The data conversion process for a data warehouse is complex, time-consuming, and unglamorous. It is also the very root of a good, functional data warehouse. After all, "data" is the operative word in "data warehouse." Quality data conversions are important to the data warehouse because the warehouse holds the information that is key to a corporation's decision-making process. For a corporation to obtain the ultimate goals and promises of a data warehouse, it must understand just how critical the data conversion process is.
The data conversion team examines old, dirty source systems that usually reside on mainframes. Typically, they use good old Cobol for the majority of their work on the mainframe, and they are likely to have the tightest service target of any part of the warehouse. The business users might wait a little longer to obtain the results of their queries, but they will not wait an extra hour for their data loads. In addition, this team faces pressures because the data warehouse is likely to uncover more problems with source data than any other single activity. Typically, the conversion system is questioned because, as it's the newest system, users assume that the conversion system is what introduced the problems.

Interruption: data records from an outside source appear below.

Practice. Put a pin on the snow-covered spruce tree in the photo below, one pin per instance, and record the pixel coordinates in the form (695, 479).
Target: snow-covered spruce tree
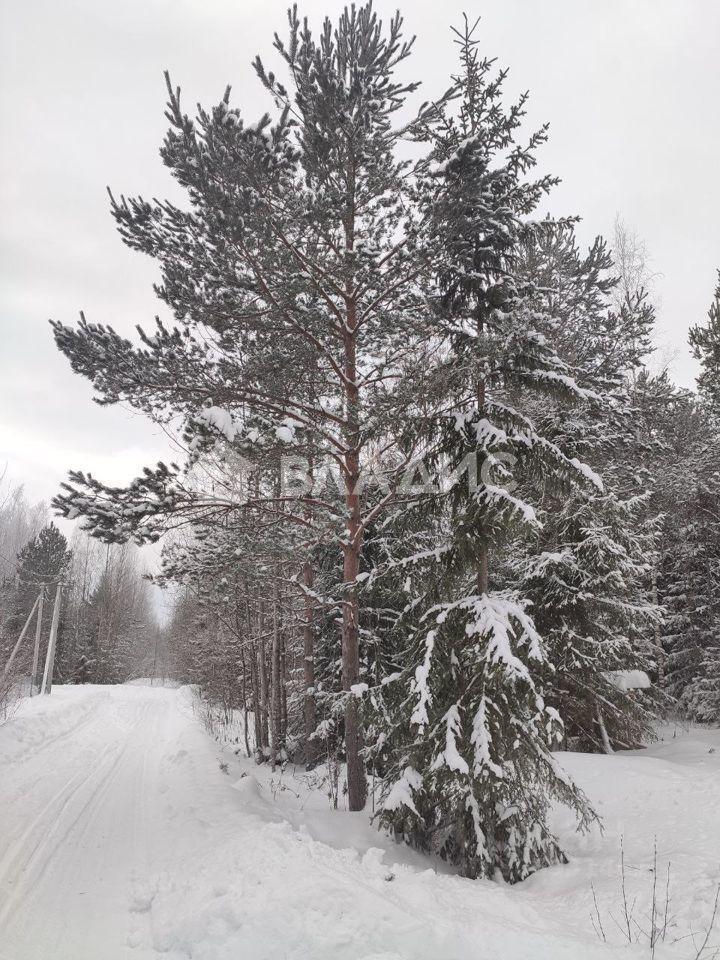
(705, 343)
(295, 284)
(469, 731)
(691, 570)
(588, 571)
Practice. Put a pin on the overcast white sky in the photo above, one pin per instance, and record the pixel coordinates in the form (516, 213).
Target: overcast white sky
(631, 89)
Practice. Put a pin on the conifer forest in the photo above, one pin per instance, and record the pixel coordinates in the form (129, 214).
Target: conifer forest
(408, 645)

To truly understand the complexities and resource requirements involved in a quality conversion, you must examine the overall process.

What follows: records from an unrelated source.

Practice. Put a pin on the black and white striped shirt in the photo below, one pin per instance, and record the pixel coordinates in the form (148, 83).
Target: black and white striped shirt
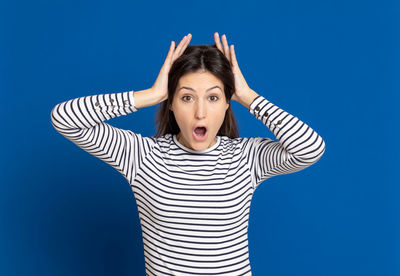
(193, 205)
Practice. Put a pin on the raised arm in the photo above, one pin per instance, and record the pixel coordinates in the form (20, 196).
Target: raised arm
(82, 120)
(298, 145)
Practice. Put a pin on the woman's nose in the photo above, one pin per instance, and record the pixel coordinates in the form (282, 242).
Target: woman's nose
(200, 110)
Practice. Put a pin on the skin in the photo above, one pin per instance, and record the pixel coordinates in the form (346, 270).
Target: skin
(194, 105)
(199, 107)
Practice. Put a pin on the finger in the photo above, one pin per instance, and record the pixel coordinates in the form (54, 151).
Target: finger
(169, 55)
(226, 47)
(233, 57)
(188, 38)
(178, 49)
(218, 42)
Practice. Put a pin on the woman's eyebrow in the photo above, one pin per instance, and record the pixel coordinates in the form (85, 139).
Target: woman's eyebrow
(189, 88)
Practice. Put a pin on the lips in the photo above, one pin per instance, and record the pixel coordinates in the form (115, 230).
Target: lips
(200, 130)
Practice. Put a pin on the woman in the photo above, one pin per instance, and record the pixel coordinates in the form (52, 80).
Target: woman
(193, 182)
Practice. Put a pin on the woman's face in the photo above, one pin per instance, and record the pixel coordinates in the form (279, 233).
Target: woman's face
(199, 100)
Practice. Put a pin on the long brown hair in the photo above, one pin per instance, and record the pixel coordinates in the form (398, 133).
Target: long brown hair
(196, 57)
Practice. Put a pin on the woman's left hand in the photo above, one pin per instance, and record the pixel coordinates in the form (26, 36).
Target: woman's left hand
(241, 87)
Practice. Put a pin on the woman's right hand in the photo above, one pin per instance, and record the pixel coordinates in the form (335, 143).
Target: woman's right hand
(160, 87)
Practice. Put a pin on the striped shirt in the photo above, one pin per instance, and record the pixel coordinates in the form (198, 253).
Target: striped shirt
(193, 205)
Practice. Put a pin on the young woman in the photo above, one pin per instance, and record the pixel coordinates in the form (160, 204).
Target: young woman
(194, 181)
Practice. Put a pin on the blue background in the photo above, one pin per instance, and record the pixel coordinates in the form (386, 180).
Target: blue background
(333, 64)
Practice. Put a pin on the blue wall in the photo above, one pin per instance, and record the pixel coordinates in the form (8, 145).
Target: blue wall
(334, 64)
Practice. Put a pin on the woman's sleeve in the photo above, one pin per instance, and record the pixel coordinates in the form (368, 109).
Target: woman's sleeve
(81, 120)
(297, 148)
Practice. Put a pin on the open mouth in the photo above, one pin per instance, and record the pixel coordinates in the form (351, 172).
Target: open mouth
(200, 132)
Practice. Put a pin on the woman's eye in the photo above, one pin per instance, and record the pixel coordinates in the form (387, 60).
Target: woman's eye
(184, 98)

This team follows a data conversion process that starts with development of a conversion plan.
The conversion plan determines the best route to migrate source data to the data warehouse. It considers available resources, source data volume, number of different source schemas, number and types of different access methods and platforms, data warehouse structure, and amount of aggregation required.

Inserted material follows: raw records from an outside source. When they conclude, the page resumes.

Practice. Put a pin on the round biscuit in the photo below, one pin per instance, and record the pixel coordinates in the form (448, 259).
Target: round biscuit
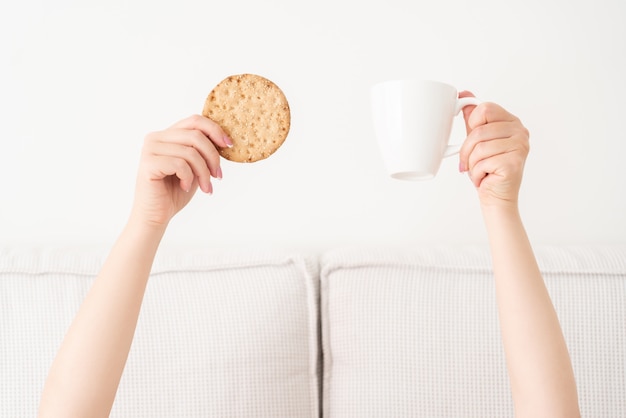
(253, 112)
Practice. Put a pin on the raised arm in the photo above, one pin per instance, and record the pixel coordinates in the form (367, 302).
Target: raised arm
(85, 374)
(538, 362)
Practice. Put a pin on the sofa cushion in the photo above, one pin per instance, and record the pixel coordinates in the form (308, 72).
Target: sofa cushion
(414, 332)
(220, 333)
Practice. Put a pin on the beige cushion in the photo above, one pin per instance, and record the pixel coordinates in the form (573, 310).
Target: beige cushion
(221, 334)
(414, 332)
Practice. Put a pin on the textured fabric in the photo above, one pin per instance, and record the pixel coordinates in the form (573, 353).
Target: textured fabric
(220, 334)
(414, 332)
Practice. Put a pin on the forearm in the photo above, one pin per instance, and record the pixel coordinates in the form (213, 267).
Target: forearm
(85, 374)
(542, 380)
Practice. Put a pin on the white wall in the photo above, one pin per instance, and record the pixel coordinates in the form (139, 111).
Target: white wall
(82, 82)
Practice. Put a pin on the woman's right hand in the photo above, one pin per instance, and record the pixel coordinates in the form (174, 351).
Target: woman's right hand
(174, 163)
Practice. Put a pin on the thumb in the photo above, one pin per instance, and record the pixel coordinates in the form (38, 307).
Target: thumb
(467, 110)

The plan documents each source system's platform, access method, and programmatic language required for data extraction. If your team will extract from many source systems residing on many machines, your data conversion plan will outline the appropriate strategy for gathering the data extractions to a common staging area to condition, clean, transform, and integrate the data. (See Figure 1.)
Your strategy for moving data to the common staging area must take into account available machine resources, collective skill set of the data conversion team, and volume of source data. For example, the source systems are MVS-based, the technical skill set of the data conversion team is MVS and Cobol, and the volume of data is high. In this case, your data conversion plan would recommend a staging area that resides on one of the MVS machines. If, however, the MVS machine resources are limited and your team's technical skill set is strongest with Unix and C, your plan would recommend a staging area that resides on a Unix machine and possibly the actual data warehouse server.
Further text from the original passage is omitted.